I keep looking at the source to try to untangle what is going on; if the subclass of a module cannot include methods that it defines; and the subclass itself does not have a self.included method that I cant see what it does; I am hoping for an epiphany moment.
I like to read code I can understand
I would like to understand this but I cannot; more ruby foo is required be me;
cheers
from virtus.
@hookercookerman it dynamically defines methods that's why there's no included
hook. See here
from virtus.
Every time you use the module
keyword to create a module (as opposed to reopening an existing module) Ruby creates an instance of the class Module
. The only state retained by a module created this way is the set of instance methods it holds that can be inserted into the method lookup chain via include
and extend
.
With a subclass of Module
, you are free to design the class so that instances of it (which are themselves modules) hold additional state beyond the set of instance methods. It gets a bit confusing when thinking about instances of a Module subclass having instance methods (defined in the class body, as usual), and holding instance methods.

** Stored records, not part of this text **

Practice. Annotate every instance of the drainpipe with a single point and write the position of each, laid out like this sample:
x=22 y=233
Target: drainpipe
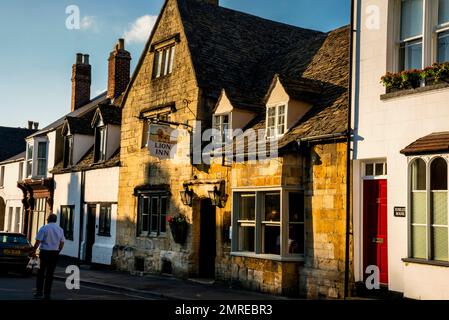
x=81 y=226
x=348 y=153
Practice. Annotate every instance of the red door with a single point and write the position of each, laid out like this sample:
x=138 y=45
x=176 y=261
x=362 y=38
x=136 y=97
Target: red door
x=375 y=227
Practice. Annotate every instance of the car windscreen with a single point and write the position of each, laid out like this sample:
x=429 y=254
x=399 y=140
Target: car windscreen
x=13 y=239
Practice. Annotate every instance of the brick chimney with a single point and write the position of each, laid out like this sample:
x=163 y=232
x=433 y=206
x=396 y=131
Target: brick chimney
x=214 y=2
x=81 y=81
x=119 y=70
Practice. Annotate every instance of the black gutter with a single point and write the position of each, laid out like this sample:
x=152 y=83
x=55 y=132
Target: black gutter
x=348 y=153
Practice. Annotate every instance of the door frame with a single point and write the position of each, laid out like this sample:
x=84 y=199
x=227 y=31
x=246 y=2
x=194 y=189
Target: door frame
x=364 y=231
x=214 y=212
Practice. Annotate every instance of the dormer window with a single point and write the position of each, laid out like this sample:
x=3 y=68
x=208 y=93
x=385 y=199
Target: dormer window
x=68 y=151
x=221 y=124
x=163 y=61
x=29 y=162
x=100 y=144
x=276 y=124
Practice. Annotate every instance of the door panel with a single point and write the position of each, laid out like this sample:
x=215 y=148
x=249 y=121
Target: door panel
x=375 y=226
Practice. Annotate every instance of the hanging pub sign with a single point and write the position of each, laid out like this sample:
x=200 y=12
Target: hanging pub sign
x=161 y=141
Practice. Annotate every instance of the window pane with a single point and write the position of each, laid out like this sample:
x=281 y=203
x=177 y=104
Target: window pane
x=443 y=11
x=272 y=237
x=154 y=213
x=419 y=243
x=438 y=174
x=247 y=239
x=369 y=169
x=272 y=207
x=296 y=239
x=419 y=208
x=439 y=208
x=296 y=207
x=440 y=243
x=247 y=207
x=411 y=18
x=419 y=175
x=411 y=55
x=443 y=47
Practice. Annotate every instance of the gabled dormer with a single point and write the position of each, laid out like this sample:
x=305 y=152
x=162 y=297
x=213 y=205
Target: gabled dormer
x=78 y=139
x=287 y=101
x=106 y=125
x=231 y=114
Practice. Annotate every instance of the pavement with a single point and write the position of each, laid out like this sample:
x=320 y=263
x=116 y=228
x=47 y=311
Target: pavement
x=161 y=287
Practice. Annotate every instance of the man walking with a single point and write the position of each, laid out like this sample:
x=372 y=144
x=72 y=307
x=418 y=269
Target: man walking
x=50 y=239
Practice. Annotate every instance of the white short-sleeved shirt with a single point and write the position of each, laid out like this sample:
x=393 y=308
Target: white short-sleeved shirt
x=50 y=236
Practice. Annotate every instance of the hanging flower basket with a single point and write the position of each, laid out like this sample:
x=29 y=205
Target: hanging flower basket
x=178 y=226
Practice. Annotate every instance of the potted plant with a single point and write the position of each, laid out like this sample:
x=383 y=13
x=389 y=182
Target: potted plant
x=178 y=226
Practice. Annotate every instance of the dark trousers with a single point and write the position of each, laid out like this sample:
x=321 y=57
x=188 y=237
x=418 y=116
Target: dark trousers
x=48 y=261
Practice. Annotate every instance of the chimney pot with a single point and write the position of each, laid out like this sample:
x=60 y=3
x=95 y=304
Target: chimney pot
x=121 y=44
x=79 y=58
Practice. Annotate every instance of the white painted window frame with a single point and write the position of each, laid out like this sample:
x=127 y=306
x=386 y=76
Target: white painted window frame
x=276 y=126
x=431 y=28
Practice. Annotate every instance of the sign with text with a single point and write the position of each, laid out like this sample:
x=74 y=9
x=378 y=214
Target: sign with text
x=399 y=212
x=161 y=141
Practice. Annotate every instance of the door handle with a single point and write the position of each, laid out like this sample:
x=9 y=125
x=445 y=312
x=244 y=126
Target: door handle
x=378 y=240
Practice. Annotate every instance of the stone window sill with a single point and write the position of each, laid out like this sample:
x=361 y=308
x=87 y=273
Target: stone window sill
x=407 y=92
x=268 y=257
x=426 y=262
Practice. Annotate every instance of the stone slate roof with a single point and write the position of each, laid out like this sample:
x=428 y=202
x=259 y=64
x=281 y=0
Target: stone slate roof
x=433 y=143
x=229 y=48
x=92 y=105
x=12 y=141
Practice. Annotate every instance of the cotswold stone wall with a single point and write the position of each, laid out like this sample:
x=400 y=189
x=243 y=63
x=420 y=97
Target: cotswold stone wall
x=323 y=272
x=138 y=168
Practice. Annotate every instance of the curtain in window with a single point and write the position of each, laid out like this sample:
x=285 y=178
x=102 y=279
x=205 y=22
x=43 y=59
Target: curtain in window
x=439 y=230
x=419 y=211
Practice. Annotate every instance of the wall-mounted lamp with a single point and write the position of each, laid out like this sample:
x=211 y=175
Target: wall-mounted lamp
x=218 y=198
x=186 y=196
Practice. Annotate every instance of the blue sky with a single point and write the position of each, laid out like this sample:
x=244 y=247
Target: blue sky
x=37 y=50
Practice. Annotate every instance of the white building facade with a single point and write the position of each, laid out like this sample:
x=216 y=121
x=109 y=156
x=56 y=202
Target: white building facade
x=401 y=154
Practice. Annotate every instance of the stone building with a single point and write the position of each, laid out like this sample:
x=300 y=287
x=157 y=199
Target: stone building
x=273 y=224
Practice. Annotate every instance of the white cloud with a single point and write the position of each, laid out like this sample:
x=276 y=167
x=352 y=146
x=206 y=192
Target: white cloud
x=89 y=23
x=140 y=30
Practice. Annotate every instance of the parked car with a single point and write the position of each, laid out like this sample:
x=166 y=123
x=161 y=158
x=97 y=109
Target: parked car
x=14 y=251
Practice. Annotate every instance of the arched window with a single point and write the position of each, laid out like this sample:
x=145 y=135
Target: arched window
x=419 y=209
x=439 y=210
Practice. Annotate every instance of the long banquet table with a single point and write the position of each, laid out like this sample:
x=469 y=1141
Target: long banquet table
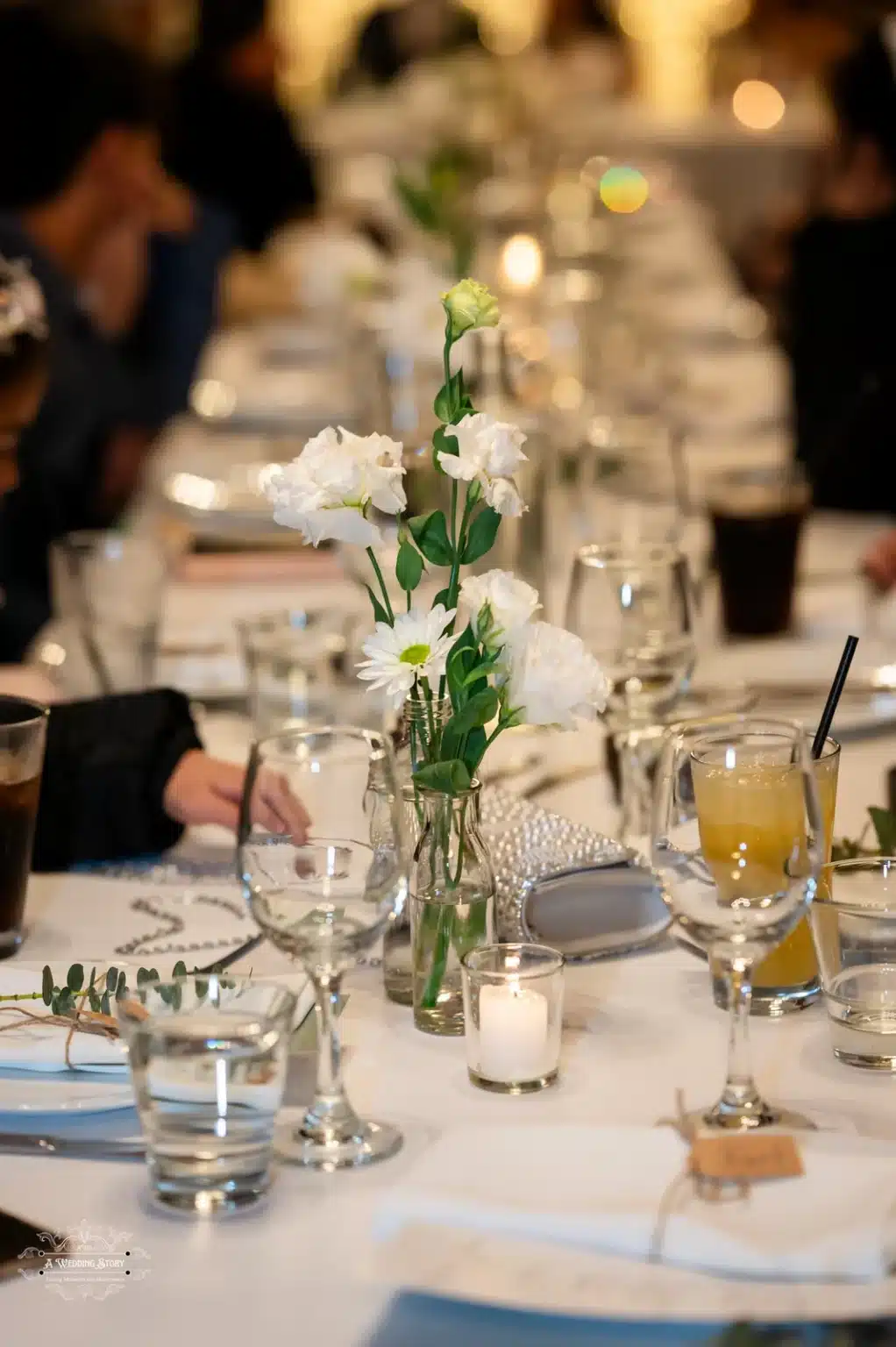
x=306 y=1264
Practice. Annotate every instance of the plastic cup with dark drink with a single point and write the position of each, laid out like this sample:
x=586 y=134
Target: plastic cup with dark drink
x=757 y=520
x=23 y=733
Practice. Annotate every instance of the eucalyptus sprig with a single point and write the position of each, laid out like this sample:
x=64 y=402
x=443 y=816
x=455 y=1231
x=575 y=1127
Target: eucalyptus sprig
x=73 y=995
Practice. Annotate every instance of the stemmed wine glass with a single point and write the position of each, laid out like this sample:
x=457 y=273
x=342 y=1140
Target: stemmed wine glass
x=324 y=896
x=737 y=844
x=634 y=608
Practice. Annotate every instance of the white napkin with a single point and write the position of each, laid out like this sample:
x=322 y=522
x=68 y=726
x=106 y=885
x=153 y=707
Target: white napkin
x=600 y=1188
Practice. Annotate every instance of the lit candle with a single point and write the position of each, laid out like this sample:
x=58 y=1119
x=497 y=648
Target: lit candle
x=514 y=1027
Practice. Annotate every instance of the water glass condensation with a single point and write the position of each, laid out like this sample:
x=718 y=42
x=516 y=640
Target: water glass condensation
x=325 y=894
x=290 y=660
x=634 y=608
x=737 y=845
x=108 y=590
x=23 y=734
x=208 y=1058
x=855 y=929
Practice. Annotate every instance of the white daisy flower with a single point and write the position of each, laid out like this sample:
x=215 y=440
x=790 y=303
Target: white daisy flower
x=489 y=453
x=416 y=647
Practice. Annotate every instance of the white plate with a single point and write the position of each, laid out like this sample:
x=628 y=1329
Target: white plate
x=47 y=1093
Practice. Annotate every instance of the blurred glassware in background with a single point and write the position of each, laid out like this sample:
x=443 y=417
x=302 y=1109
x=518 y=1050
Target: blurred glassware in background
x=634 y=608
x=293 y=661
x=108 y=592
x=853 y=922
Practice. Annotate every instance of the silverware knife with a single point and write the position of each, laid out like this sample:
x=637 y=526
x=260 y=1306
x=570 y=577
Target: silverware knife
x=72 y=1148
x=228 y=959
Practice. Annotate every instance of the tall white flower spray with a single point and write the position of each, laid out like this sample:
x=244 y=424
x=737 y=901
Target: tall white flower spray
x=480 y=641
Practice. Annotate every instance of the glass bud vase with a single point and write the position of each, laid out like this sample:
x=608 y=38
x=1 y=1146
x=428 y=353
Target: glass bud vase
x=452 y=905
x=418 y=725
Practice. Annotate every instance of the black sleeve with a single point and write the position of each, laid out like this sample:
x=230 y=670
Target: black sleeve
x=107 y=766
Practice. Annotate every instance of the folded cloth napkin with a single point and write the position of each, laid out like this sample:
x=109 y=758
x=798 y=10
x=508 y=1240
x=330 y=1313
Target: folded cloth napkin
x=601 y=1188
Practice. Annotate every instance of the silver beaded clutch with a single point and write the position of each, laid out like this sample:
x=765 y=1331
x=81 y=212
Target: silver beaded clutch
x=537 y=854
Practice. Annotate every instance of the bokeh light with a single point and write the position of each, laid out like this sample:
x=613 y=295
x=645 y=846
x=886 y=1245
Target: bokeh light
x=522 y=263
x=757 y=105
x=624 y=190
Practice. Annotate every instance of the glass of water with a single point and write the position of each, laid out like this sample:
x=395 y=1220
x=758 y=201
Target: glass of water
x=855 y=929
x=208 y=1059
x=290 y=659
x=328 y=896
x=634 y=608
x=108 y=592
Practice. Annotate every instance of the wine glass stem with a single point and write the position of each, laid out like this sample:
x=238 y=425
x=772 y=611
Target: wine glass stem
x=740 y=1098
x=331 y=1117
x=634 y=788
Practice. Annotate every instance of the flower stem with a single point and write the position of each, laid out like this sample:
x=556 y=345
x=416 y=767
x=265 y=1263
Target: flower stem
x=383 y=589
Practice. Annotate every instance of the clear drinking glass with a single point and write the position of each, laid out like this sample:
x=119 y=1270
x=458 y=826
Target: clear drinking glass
x=737 y=844
x=514 y=1013
x=108 y=592
x=325 y=896
x=855 y=929
x=634 y=608
x=208 y=1058
x=290 y=660
x=23 y=736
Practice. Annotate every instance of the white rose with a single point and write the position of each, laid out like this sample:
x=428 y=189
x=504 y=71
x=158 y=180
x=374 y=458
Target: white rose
x=489 y=453
x=499 y=603
x=551 y=678
x=329 y=489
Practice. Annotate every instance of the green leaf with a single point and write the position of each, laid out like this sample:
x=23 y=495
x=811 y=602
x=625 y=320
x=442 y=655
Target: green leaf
x=421 y=203
x=884 y=824
x=430 y=535
x=409 y=568
x=379 y=612
x=449 y=778
x=481 y=535
x=444 y=444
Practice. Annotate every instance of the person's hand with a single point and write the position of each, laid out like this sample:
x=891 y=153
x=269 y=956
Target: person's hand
x=878 y=563
x=201 y=789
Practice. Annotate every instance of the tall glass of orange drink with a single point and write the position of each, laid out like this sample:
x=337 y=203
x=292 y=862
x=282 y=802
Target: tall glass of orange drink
x=788 y=980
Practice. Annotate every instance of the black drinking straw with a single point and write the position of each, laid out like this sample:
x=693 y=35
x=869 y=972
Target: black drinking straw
x=833 y=696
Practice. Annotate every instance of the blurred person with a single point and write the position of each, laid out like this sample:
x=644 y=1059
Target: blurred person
x=228 y=136
x=123 y=774
x=416 y=30
x=80 y=166
x=841 y=294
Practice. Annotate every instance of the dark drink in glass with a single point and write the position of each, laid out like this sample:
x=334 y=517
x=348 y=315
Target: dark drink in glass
x=757 y=520
x=23 y=729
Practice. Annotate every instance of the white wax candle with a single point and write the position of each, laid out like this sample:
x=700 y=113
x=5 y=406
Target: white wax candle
x=512 y=1035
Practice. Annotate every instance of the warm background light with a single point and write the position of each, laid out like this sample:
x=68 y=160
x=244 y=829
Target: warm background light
x=522 y=263
x=624 y=190
x=757 y=105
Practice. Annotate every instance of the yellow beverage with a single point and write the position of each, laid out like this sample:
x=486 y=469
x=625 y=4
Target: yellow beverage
x=750 y=824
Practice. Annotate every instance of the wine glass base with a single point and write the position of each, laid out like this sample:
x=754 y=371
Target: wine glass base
x=721 y=1118
x=369 y=1143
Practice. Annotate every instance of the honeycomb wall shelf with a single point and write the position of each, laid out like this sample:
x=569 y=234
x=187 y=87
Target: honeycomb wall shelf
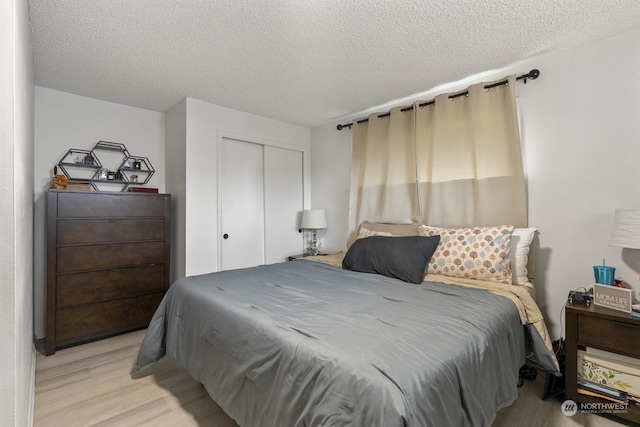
x=106 y=166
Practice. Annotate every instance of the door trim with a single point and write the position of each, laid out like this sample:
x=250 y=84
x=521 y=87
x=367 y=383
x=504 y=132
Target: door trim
x=306 y=170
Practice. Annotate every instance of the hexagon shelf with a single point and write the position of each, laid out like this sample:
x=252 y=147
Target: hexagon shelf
x=125 y=170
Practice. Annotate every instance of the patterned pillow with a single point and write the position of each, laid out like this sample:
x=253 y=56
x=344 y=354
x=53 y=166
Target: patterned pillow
x=473 y=253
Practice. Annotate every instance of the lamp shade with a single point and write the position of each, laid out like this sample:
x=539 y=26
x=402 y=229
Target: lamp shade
x=313 y=219
x=626 y=229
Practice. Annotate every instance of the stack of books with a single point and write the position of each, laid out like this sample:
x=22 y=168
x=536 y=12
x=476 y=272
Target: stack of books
x=609 y=376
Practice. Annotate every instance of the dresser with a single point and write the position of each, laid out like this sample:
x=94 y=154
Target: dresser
x=605 y=329
x=108 y=262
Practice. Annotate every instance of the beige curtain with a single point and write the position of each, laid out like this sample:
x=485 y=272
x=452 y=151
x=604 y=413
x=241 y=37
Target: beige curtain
x=383 y=170
x=454 y=163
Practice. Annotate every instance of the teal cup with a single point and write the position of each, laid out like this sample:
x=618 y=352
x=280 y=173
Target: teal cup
x=604 y=274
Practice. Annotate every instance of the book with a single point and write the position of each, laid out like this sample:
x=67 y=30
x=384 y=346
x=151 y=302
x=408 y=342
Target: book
x=143 y=190
x=601 y=389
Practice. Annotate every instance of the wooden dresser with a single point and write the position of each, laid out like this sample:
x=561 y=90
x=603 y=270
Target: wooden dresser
x=108 y=261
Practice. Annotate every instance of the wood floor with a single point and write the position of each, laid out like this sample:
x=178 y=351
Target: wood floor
x=92 y=385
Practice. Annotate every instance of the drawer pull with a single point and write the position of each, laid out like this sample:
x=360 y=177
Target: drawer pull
x=630 y=325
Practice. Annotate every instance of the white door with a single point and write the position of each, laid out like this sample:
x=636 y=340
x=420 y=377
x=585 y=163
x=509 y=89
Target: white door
x=283 y=200
x=241 y=196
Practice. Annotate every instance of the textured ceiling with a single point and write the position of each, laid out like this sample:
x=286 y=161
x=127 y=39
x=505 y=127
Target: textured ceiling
x=301 y=61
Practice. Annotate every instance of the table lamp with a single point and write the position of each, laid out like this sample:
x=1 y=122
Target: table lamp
x=313 y=219
x=626 y=229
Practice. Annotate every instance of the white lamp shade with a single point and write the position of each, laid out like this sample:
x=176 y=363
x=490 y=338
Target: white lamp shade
x=626 y=229
x=313 y=219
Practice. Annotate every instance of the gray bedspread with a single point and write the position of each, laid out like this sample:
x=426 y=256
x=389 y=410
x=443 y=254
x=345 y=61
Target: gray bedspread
x=307 y=344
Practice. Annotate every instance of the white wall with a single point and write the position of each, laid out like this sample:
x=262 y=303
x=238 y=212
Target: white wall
x=176 y=182
x=17 y=352
x=330 y=175
x=64 y=121
x=205 y=124
x=581 y=124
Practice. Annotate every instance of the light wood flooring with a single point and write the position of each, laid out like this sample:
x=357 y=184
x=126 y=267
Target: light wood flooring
x=92 y=385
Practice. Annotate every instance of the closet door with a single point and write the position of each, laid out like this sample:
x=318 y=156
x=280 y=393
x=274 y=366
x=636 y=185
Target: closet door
x=283 y=200
x=241 y=210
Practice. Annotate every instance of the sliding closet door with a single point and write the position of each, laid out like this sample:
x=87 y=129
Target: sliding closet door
x=241 y=210
x=283 y=200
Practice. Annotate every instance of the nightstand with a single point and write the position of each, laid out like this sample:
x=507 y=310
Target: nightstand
x=601 y=328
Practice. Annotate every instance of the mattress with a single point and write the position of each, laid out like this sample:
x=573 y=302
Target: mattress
x=304 y=343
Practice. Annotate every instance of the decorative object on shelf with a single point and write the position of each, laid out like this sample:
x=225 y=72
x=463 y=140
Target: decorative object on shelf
x=88 y=159
x=313 y=219
x=83 y=166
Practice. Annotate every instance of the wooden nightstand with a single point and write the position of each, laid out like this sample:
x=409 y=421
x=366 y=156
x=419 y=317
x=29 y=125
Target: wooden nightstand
x=605 y=329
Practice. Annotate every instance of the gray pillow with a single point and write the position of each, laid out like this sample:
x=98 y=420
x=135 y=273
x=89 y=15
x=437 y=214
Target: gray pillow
x=403 y=258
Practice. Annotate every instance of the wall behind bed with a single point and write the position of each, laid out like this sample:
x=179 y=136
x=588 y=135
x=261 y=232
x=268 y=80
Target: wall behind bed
x=581 y=144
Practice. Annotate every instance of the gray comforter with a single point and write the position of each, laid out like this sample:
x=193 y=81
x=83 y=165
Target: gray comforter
x=307 y=344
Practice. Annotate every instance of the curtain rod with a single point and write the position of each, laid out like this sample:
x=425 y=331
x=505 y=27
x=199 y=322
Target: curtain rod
x=532 y=75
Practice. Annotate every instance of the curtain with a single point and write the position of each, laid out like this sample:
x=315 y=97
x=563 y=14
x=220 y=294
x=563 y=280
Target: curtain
x=453 y=163
x=383 y=170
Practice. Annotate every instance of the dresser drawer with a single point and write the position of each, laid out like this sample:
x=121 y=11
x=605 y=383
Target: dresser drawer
x=616 y=336
x=82 y=231
x=99 y=286
x=78 y=205
x=96 y=257
x=87 y=322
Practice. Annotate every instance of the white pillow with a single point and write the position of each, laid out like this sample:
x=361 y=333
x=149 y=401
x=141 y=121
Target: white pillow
x=520 y=241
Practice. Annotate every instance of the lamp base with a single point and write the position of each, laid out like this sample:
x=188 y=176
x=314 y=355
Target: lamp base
x=312 y=250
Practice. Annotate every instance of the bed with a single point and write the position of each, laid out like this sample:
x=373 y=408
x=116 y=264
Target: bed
x=309 y=343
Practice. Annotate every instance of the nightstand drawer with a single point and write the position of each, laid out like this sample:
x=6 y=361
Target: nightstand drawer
x=612 y=335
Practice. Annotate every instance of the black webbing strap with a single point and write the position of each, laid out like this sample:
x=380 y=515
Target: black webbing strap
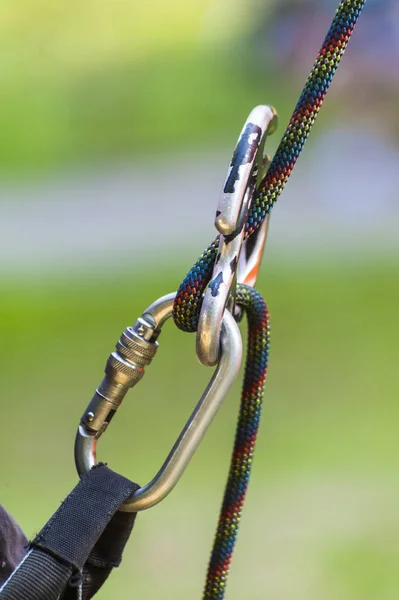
x=77 y=549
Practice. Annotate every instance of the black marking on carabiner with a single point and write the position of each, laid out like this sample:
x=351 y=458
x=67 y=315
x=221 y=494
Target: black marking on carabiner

So far it looks like this pattern is most useful when you would otherwise use an anonymous module (eg., using Module.new
), where the anonymous module has instance methods dynamically defined (eg., with define_method
or module_eval
).
AttributeSet
is the furthest that I've pushed the idea so far. In that case, AttributeSet
instances hold references to Attribute
instances and the methods to use them (getters & setters). Previously there were separate collection and module objects.
Hope that helps.
On Jul 26, 2012, at 4:30 AM, Piotr [email protected] wrote:
@hookercookerman it dynamically defines methods that's why there's no included hook. See here
Reply to this email directly or view it on GitHub:
#106 (comment)
from virtus.
super thanks for the reply really helps; I am like oooooh I see it now; so thats cool.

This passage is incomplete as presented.